Beginning with the 2023 tax year, the bill increases the state’s Earned Income Tax Credit from 30.5% to 41.5% of the federal credit, which is available to working people of modest means. It also creates a new $2,500 personal income tax credit for taxpayers who’ve had a stillborn child that would have been claimed as a dependent, affecting an estimated more than 100 families a year.
The bill also eliminates the 6% admissions tax on movie tickets. Sen. John Fonfara, D-Hartford, said the industry has “taken it on the chin” and noted that the number of movie theaters in Connecticut dropped from 61 to 50 during the pandemic.
PANDEMIC PREMIUM PAY
The bill creates a new Connecticut Premium Pay bonus program for private sector workers who were on the job during the entire period of Lamont’s public health and civil preparedness emergency. Eligible workers are those included in phases 1a and 1b of the U.S. Centers for Disease Control and Prevention’s recommended rollout of COVID-19 vaccinations. They’d receive a range of $200 to $1,000 depending on their income. Eligible part-time workers will receive $500 under the program, to be administered by the State Comptroller.

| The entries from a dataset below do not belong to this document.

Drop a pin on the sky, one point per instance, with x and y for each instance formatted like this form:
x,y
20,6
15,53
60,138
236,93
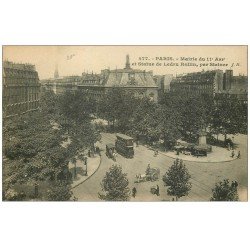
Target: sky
x,y
74,60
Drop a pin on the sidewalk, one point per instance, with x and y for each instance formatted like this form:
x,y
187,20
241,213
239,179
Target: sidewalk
x,y
93,164
218,154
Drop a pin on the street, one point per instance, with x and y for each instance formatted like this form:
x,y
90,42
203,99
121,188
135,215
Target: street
x,y
203,175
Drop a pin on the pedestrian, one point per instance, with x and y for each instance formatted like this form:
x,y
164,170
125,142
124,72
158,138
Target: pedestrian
x,y
238,156
232,155
157,190
134,191
36,190
114,156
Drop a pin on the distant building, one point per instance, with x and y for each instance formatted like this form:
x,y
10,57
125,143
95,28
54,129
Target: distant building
x,y
205,82
21,88
137,82
163,82
61,84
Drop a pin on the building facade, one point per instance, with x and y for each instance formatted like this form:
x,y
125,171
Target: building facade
x,y
137,82
216,83
205,82
21,88
61,84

The plan reduces the state’s unfunded pension liability by $3.5 billion. Also, $40 million in federal pandemic funds are being used to reduce the estimated $493 million debt in the state’s unemployment trust fund. That’s in addition to $155 million in federal funds deposited last year, in an effort to reduce the burden on businesses that have to cover the cost.
MENTAL HEALTH AND OTHER SPENDING
The proposal includes additional funding for various mental health and substance abuse treatment and support services, including money for 24/7 mobile crisis services across the state and services for children. There’s also funding for school readiness programs and child care centers, including “emergency stabilization” grants; more than $220 million in new money for nonprofit social service agencies; free menstrual products in restrooms used by students in grades 3-12; and increased funding for special education and bilingual programs.